Scientists do any number of things, besides science
I meet Ansgar Bach first through his writing. He sends me an endearing account, in German (which I can read, because I was once a refugee in post-World War II Germany), of a trip he took to New York. In the middle of the 47th Street Diamond District, Ansgar spots an oasis (sadly gone today): The Gotham Bookmart. In it he finds my second poetry collection, Gaps and Verges, signed. The bookstore sign says “Wise men fish here.” Ansgar fishes, writes about it, sends me what he writes and catches a new friend.
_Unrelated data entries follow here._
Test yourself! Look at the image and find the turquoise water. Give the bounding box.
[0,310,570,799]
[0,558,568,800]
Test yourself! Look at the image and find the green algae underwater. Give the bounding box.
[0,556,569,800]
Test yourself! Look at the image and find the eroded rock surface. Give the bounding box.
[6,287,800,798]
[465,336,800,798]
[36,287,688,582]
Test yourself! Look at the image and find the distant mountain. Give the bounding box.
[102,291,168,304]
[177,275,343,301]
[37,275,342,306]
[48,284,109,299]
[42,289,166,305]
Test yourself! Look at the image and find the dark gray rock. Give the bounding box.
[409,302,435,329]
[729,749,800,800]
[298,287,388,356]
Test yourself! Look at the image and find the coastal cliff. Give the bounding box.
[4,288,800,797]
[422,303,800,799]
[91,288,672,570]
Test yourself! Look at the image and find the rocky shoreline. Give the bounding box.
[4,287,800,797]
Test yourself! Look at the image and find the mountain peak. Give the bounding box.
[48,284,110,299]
Books mean much to Ansgar. I discover that when I do what can only be done today, an Internet search on his name. From the many sons of Bach and still more Bach festivals, I excavate an interesting fact: He is an unusual chemist. For although he does at this time have an institutional affiliation—the Department of Chemistry at the Free University of Berlin—he also runs a small business: Literarisch Reisen. The phrase is resonant; in one sense it means “Travel in Literary Fashion.” And indeed Bach’s firm organizes excursions in his region of Germany that follow the footsteps of Thomas Mann or visit the sites of a series of stories by E.T.A. Hoffmann or Heinrich Heine. Very German. Very literary. And most unlike what chemists do.
Ansgar is on a path quite different from that of most academic scientists. Like him, like many other scientists, I have wide-ranging interests that include literature and art. But can one professionally embrace those multiple interests? Can one successfully pursue scientific research only on a part-time basis, with the rest of one’s attention focused elsewhere, no matter how gripping or worthwhile the other pursuits might be?